Katz Fractal Dimension [1] [2] is calculated as the ratio between the total path length and the maximum planar distance from the first point to any other point.
- Parameters:
x (ndarray) – The input signal.
- Returns:
The Katz Fractal Dimension values. Shape is
x.shape[:-1].- Return type:
ndarray
References
[1]Katz, M. J. (1988). Fractals and the analysis of waveforms. Computers in Biology and Medicine, 18(3), 145-156.
[2]Esteller, R., Vachtsevanos, G., Echauz, J. and Litt, B., 2001. A comparison of waveform fractal dimension algorithms. IEEE Transactions on Circuits and Systems I: Fundamental Theory and Applications, 48(2), pp.177-183.
- eegdash.features.feature_bank.dimensionality.dimensionality_hurst_exp(x, /)[source]
Estimate the Hurst Exponent.
The Hurst exponent quantifies the long-term memory and predictability of a time series. It indicates whether a process is purely random, tends to trend in the same direction (persistent), or tends to reverse its direction (anti-persistent).
- Parameters:
x (ndarray) – The input signal.
- Returns:
The estimated Hurst Exponents.
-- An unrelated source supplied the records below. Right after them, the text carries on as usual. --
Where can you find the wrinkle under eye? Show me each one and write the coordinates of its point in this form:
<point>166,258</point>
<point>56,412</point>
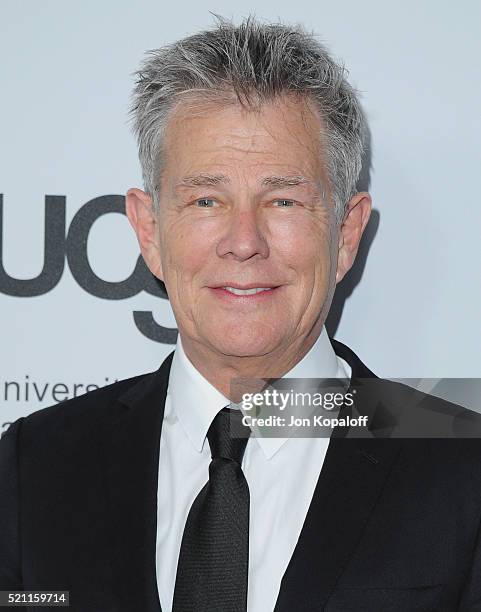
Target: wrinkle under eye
<point>201,202</point>
<point>289,203</point>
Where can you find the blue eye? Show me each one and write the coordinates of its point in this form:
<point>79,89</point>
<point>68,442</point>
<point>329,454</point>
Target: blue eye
<point>286,203</point>
<point>205,202</point>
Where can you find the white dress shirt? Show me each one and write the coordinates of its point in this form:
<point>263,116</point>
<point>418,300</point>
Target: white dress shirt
<point>279,497</point>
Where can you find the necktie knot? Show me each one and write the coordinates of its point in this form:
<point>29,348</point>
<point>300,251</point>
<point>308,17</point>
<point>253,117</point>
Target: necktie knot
<point>228,436</point>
Shape is
x.shape[:-1].- Return type:
ndarray
Notes
This function calculate the Gamma Function Ratios and Bias Correction Factors to apply the Anis-Lloyd correction for small sample sizes.
For more details on the Hurst Exponent and R/S analysis, visit the Wikipedia entry.
- eegdash.features.feature_bank.dimensionality.dimensionality_detrended_fluctuation_analysis(x, /)[source]
Calculate the Scaling Exponent via DFA.
Detrended Fluctuation Analysis (DFA) is a method used to detect long-range temporal correlations (LRTC) in non-stationary signals. It is a more robust way to estimate the Hurst exponent when the data is noisy or has shifting trends.
- Parameters:
x (ndarray) – The input signal.
- Returns:
The DFA scaling exponents ($alpha$). Shape is
x.shape[:-1].- Return type:
ndarray
Notes
Optimized with Numba.
For a theoretical overview of Detrended Fluctuation Analysis, see the Wikipedia entry.